Little Jack Horner sat in a corner
Eating a Christmas pie;
He pulled out a plum with his finger and thumb,
And said "What a good boy am I!"

"And is that Shakespeare's?" I exclaimed.

"And what for no'? It is a perfect specimen of pure Anglo-Saxon English, without corrupt admixture of Norman or Roman words. It is terse and dramatic. The very first line, in its revelation of the hero's remote and solitary state, presents a powerful suggestion of a contemplative character. His voracity, tempered by intense conscientiousness, is indicated in a few clear, pertinent touches that unmistakably betoken the master-hand.
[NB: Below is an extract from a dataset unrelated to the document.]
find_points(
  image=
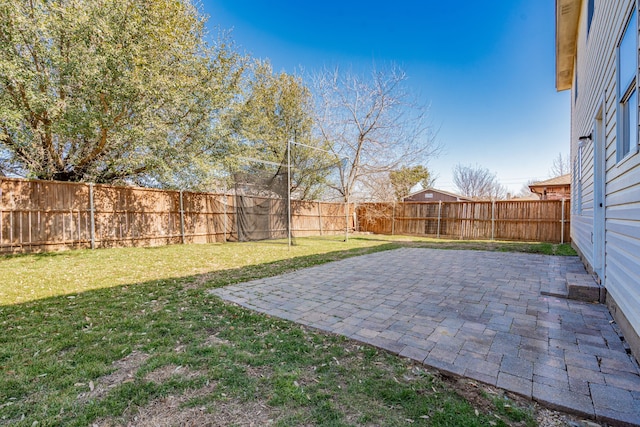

Yet the author's name is lost in the dust of the centuries; it has eluded the vigilance of antiquarian research. Only I am acquainted with the secret. If you doubt it, turn the poem into an anagram, and the truth shall be clear even to you."

"But," I began, "if"—

"Bah! Look at here!" cried Roderick, jumping to his feet and brandishing his sword, "I came here to improve your mind; but if you are not amenable to reason, it's no use talking. So get out of it, ye puir, daft, gawkie Southron loon!"

And so saying, he struck me so terrible a blow across the nose with his sword that I sneezed, and lo, behold! he was gone, and in the place where he had been, was nothing but a great, busy, buzzing moth, that hovered round my nose as though it had been a joy-beacon.


It was a strange experience. I don't know what to make of it. But I don't think that Shakespeare was Bacon. And, as I hadn't the slightest trace of headache when I awoke, I think that, after all, the Scottish Spirit was right. Bacon hasn't a ham to stand on. Bacon is smoked. To honest nostrils Bacon hereafter is rancid.

Be that as it may, there can be no doubt henceforth as to the authorship of "Little Jack Horner." Following Roderick's instructions, I have taken the letters of the lines of that poem, and have constructed with them an anagram which establishes beyond possibility of dispute that Shakespeare wrote them.